We're educated about poverty, about racism, about socioeconomic status (SES).  We're educated about Women's rights, LGBT rights.  However, our application of our knowledge is really, REALLY far off.  My realm is usually focused around race, poverty, and SES, and I see a community that has used its "blocks" of education,  not for building a bridge, but for building a wall.  We learned that poverty can drive folks to aggressive means of support, so we ignore where the problem is.  We tell others how this is a problem, but "I just don't have the time to do it."  Our pursuit of knowledge has created more fear of others than it has increase the empathy AND sympathy for others.  The more education we've recieved, the more we've come to fear others.  Why is this? Because we settle for only looking at people through a snapshot.  Books don't animate, and even animated books only give you one point of view.  Classrooms can only go so far towards educating others.  You also have to come into the experience and let your heart break, and be transformed.  Let yourself become unsettled and cry out, "I CANNOT SIT AND DO NOTHING...not anymore."

 I recently met with a very successful and wealthy individual who after our conversation challenged me by saying (in so many words) that I am the type of leader that can lift up the whole African American community, even the city...  I can tell you, I did not expect this when I planned on meeting him.  Since that time, I've had sort of a mini twilight zone moment.  Feeling like I was in a place, but yet not.  I've had the highest and lowest ranges of emotions.  Somebody just challenged me to be the world changer I'm destined to be, for my city, IOWA CITY!   

My vision for something so grand and on this is level is not just talking about planting a church, or just a non-profit organization, those are in it, but it's not all of it.  Has God placed in me the seeds and the call to planting a whole community, a movement that can transform the very structures of my society or the world?  

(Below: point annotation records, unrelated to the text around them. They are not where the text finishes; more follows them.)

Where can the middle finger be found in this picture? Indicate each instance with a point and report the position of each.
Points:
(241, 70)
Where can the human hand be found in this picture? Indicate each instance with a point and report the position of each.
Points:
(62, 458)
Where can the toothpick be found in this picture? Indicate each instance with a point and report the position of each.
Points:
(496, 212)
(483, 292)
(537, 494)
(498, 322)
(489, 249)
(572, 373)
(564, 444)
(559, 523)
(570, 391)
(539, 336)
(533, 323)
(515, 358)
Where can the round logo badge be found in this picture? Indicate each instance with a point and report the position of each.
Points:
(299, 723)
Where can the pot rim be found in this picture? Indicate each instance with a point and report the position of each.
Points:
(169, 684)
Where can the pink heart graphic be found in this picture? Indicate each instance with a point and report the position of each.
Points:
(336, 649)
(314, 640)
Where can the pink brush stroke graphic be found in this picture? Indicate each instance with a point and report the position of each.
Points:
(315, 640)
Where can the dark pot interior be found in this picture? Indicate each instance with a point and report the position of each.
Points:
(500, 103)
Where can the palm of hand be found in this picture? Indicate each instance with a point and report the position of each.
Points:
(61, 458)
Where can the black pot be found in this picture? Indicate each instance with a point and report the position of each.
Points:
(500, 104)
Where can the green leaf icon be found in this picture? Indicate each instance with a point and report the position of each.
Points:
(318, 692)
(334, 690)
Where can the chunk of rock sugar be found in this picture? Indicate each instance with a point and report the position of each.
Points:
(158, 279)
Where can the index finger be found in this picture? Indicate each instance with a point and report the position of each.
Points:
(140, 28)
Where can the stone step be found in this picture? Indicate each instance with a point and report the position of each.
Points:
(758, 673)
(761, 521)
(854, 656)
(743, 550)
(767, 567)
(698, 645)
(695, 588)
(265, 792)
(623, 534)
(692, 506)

What if I said I had the ability to begin in the next 10 years to:
  1. Unite all of the black clergy of Iowa City for the mission of serving our people
  2. Develop a financial literacy program to serve the community
  3. Build relationships between the local banks and local black businesspeople
  4. Create a collaborative network for existing organizations who reach out to the Afr. Am. community.
  5. Develop and culture exchanging experience between our community and other communities of the African Diaspora, both stateside and overseas.
  6. Help African Americans parents have a stronger presence in our public schools.
And that would be the start of it? I'm literary trying to believe something about myself that bigger than anything I've ever done, or have tried to do.  Not on this scale.  I'm looking at the education of my city and saying to it, "its time to take your education and transform it into wisdom..."
I think this is where I'm at.  I'm a African American man, with all of the crazy experiences I have had in my life, living in the projects of Chicago, being witnessed to by Korean Americans, going to a Korean American church, going to college in Iowa City, IA.  Living for a period of life in Atlanta.  Being married in a bi-racial marriage with a bi-racial child.  Ministering to college students for the past 8, going on 9 years. My heart aches, and my lungs burn for the transformation and change that could hold ramifications at the level of transforming a city. But am I the right person.  What limits me from thinking that I can do this, actual limitations, or just the limitations I've set upon myself? Wow...

Education without the applicable experience to harness is still another form of ignorance in my opinion.  If all our city wants is to be educated about others, about Blacks, without the necessary step that moves knowledge towards wisdom, we will continue to move progressive backwards, where our technology will be further ahead, but our ability to love our fellow brother and sister will remain rudimentary.